Kevin Ware, family sharing a moment
Louisville guard will be on the floor for opener 223 days after awful injury
She will start out early on Friday morning, leaving her Atlanta home with her husband, two daughters and two nieces, and the car pointed toward Louisville, Ky.
Once there, she will do what parents always do when they reunite with their college-aged kids -- hit Wal-Mart for supplies, buy dinner, hand over a little spending money.
On Saturday morning, there will be a stop at Wild Eggs, the family's go-to breakfast joint.
And then on Saturday afternoon, one day before her birthday, Lisa Junior will head to the Yum! Center, where she'll receive her gift:
For the first time since March 23, she will see her son, Kevin Ware, play college basketball.
"I don't want to cry," Lisa Junior said.
That's probably a tall order, but at least these will be happy tears. The sad ones have been banished for good, sent packing alongside the crutches, X-rays and MRIs.
Louisville will open its regular season against Charleston at 1 p.m. on Saturday.
And Kevin Ware will play.
That simple act seemed simply impossible a mere seven months ago, when Ware suffered a catastrophic fracture of his leg in the Elite Eight game against Duke.
Wheeled off the court at Lucas Oil Stadium while his teammates crumbled to the floor in front of him, Ware had surgery later that same night before returning to Louisville for what most figured would be a long road back.
"Me personally, I thought he wouldn't play before the second semester," said Ware's stepfather, Wesley Junior. "This is just wow."
Indeed, wow is now.
Ware's timetable has incrementally moved up from that initial second-semester prediction to a maybe in uniform for the season opener to what seems a guarantee of playing time against Charleston.
Guarantee because, technically, Ware already has played. He made a surprise 10-minute appearance in the Cardinals' final exhibition game Wednesday night against Pikesville, entering the game with 13:49 left to play, when Rick Pitino called to him on the bench, much to the delight of the 19,000-plus crowd and much to his own amazement.
"Coach P never told me I was going to play," Ware said. "I had no idea. Then it was just, 'Take your shirt off and get in the game.' I was just glad I had Biofreeze [a topical ointment] so my leg felt warm."
Back in Atlanta, his parents had no idea, either. Wesley was already snoozing on the sofa and Lisa hadn't even been following the game. And then Louisville Courier-Journal columnist Adam Himmelsbach sent her a text.
"He said, 'I just wanted to know how you felt about Kevin getting in the game,' and I was like, 'What is he talking about?'" Lisa Junior said. "I pulled the game up on my iPad and once it pops on, there's Kevin taking a 3-pointer. And it went in. And I'm yelling, 'Wesley, wake up! Wake up!'"
If it weren't for the calamity that caused it all, Ware's story would play out like some sort of Hollywood fairy tale:
Player gets injured horrifically. Player calls distraught teammates over to calm them down, imploring them to win the game. Team wins. Days after surgery, player is on the bench to watch team win national championship.
Player rehabs, beats original timetable and appears in first game back, when team hangs national championship banner in the rafters.
"It feels like it all happened so long ago," Ware said. "I've been through so much and done so much since then."
As has his family.
Lisa and Wesley Junior weren't in Indianapolis in March. They'd gone to the first weekend games in Lexington, Ky., but Ware told them to save their money and skip Indianapolis. He'd see them in Atlanta, site of the Final Four, where Ware was certain the Cards were headed.
So they were sitting at home, wearing their Louisville gear and watching the game on television, when Ware went down.

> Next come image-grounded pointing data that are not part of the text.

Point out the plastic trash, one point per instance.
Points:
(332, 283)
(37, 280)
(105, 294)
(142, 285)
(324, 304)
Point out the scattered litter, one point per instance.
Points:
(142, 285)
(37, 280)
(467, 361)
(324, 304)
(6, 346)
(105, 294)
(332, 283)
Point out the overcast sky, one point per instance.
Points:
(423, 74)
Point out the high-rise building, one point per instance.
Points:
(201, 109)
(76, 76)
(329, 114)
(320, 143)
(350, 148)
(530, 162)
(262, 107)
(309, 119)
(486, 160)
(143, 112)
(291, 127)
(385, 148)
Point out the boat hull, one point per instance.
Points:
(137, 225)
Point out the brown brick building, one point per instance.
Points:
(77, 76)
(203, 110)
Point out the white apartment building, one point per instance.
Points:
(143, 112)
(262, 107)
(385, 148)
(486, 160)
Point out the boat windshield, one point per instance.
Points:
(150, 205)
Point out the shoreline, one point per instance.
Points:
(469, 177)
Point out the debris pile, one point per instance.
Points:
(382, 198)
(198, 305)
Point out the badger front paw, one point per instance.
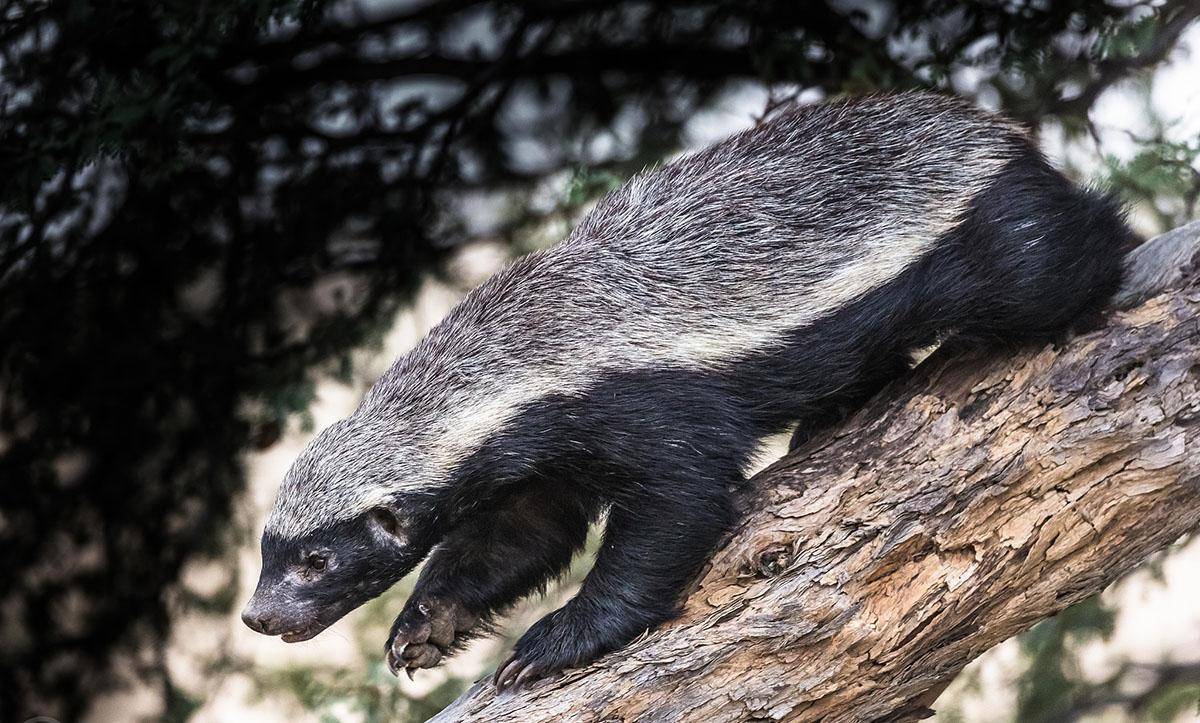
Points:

They didn't grasp the severity of the injury at first, not until they saw the replay.
"I thought maybe it was an ankle sprain," Wesley Junior told ESPN.com last April, the day after Ware's surgery. "Then we saw his teammates on the ground and we were like, 'What happened? What happened?' Then they showed the replay. Lisa lost it for a little bit."
But like her son, who showed extraordinary grace and strength in the immediate minutes after the injury, Lisa Junior didn't waste too much time on pity and fret. She got herself to Indianapolis. Since then she, along with her husband, has been a source of comfort for Ware.
On each step of his long journey, from surgery to the day he giddily texted a copy of his X-ray showing a completely healed bone, they've been there.
And now Lisa and Wesley Junior will be there when Ware takes the last step, when he plays in an official game, 223 days after the injury.
"I can't wait," Ware said. "I know it will be emotional, especially for my mom."
At least Ware doesn't have to worry about shopping for last-minute birthday gifts for his mother.
What more could he offer?
"A couple of points," Wesley Junior quipped.
"No, no, no," Lisa Junior laughed. "Seeing him on the court, smiling and comfortable and confident, that's my birthday gift right there."